In the 1950s, Jean-Claude Decaux created a company specializing in advertising displays on motorways. The problem is that a 1964 law increases the taxes on these road signs. The JCDecaux company then moved towards urban billboards and Jean-Claude Decaux invented a new concept: the bus shelter. The goal is to provide municipalities with shelters for people waiting for the bus, entirely financed by advertisers.
It is also he who invents the luminous signs and the information panels on which messages from the municipality can be seen in luminous letters. Jean-Claude Decaux is also the first to offer bicycles as a book-service in France; first with “Vélo’v” in Lyon in 2005 then with “Vélib'” in Paris in 2007.
7. Marc Dorcel
Marc Dorcel launched in 1968 in the edition of erotic works which he sold by correspondence, some of his works becoming best-sellers before being censored for “contempt of good morals”. Marc Dorcel then converted to drawing and selling erotic photo novels before diversifying by starting video with his first film: Pretty Little Bitches (it makes you want). He sets up his company and sells thousands of VHS.
8. Ben & Jerry’s
Ben Cohen and Jerry Greenfield have been friends forever. They met at school in 1963 and said they were the only students in the class who couldn’t run a mile in less than seven minutes. The two friends don’t know what to do with their lives and decide to learn how to make ice cream via correspondence courses. They set up their business together and their ice creams are now renowned all over the world.
9. Dom Perignon
Dom Préignon is a 17th century French monk who would have discovered the method of making wine foam and therefore invented champagne. However, he is neither a winegrower nor an alchemist. This story remains a legend because there is no proof that Pierre Pérignon really made this discovery himself.
10. Loic Reason
In the 1920s, Louis Raison Père launched his cider house and taught this know-how to his son. Later, the company developed and in 1983, Louis Raison Fils decided to call the brand “Loïc Raison”, Loïc being the Breton version of Louis.
11. Pierre Martinet
Pierre Martinet was only 14 when he left his family to learn the trade of butcher. He then buys his own butcher’s shop and does the markets with his 2CV and trestles. Years later, he settled near Lyon and began to sell his products throughout France under a new brand: Pierre Martinet.
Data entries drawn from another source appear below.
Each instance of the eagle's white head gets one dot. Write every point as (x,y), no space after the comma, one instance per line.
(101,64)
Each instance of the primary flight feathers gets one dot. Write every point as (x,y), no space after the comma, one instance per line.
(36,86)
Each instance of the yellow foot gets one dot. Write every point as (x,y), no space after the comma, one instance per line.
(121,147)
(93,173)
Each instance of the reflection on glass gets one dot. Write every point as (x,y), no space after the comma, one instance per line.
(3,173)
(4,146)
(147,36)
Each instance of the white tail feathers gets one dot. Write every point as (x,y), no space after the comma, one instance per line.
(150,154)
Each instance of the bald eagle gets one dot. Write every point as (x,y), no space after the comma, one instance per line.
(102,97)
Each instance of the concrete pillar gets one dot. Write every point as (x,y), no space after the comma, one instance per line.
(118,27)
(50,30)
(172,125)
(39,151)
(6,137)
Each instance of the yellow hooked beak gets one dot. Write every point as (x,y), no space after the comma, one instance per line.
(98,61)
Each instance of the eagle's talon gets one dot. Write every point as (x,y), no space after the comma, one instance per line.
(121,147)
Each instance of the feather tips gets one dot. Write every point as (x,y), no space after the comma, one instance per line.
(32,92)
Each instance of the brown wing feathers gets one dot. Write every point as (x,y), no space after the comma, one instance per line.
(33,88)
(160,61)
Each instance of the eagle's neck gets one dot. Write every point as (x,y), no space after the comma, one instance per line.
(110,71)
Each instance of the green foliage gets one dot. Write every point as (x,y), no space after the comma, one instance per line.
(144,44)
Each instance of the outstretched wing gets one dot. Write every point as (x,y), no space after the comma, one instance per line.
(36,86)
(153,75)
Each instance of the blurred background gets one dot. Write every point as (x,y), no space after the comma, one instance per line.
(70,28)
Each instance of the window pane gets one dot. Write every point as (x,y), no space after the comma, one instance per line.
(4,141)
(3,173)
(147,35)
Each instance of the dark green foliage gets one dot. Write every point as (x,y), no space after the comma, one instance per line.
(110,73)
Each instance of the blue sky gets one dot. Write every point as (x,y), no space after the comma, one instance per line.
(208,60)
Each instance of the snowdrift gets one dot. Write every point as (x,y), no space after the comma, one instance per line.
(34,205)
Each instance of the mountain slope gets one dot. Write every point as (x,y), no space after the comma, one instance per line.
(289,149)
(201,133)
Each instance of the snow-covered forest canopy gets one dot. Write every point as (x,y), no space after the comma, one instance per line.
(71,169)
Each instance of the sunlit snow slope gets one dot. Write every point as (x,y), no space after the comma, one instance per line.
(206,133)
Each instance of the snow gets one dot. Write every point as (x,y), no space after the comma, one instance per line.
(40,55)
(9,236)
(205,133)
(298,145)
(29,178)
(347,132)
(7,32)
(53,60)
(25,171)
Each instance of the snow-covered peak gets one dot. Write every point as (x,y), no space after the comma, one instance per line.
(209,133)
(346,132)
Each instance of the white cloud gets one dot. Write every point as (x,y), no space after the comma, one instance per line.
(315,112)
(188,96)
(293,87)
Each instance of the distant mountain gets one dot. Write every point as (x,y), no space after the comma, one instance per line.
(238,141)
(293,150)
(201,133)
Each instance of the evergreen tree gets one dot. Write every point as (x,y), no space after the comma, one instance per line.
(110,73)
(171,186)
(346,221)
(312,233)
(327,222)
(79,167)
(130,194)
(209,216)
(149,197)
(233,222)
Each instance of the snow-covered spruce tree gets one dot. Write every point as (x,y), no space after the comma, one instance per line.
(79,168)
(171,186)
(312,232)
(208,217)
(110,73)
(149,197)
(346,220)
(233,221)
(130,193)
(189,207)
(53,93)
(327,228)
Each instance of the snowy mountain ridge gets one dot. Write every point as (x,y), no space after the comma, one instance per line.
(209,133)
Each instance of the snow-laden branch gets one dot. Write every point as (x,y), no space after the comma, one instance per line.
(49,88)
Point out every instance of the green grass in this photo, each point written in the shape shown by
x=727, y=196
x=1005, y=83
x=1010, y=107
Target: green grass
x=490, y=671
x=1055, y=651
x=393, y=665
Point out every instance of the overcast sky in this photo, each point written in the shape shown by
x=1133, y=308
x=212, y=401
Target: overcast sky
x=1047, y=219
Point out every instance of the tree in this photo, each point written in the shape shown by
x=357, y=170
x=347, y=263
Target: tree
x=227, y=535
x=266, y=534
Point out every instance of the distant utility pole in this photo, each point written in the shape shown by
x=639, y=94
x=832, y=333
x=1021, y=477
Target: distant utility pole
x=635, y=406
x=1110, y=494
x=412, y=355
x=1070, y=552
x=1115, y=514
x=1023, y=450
12. The Veuve Clicquot Ponsardin
Barbe Nicole Ponsardin was a 19th century French businesswoman and the daughter of Baron de Ponsardin. In 1805, her husband François Clicquot died, leaving her a champagne house which produced 100,000 bottles a year; she was then nicknamed “the Veuve Clicquot”. At the time, she was the first woman to run a Champagne house and had remarkable business acumen. She runs this Clicquot house until her death.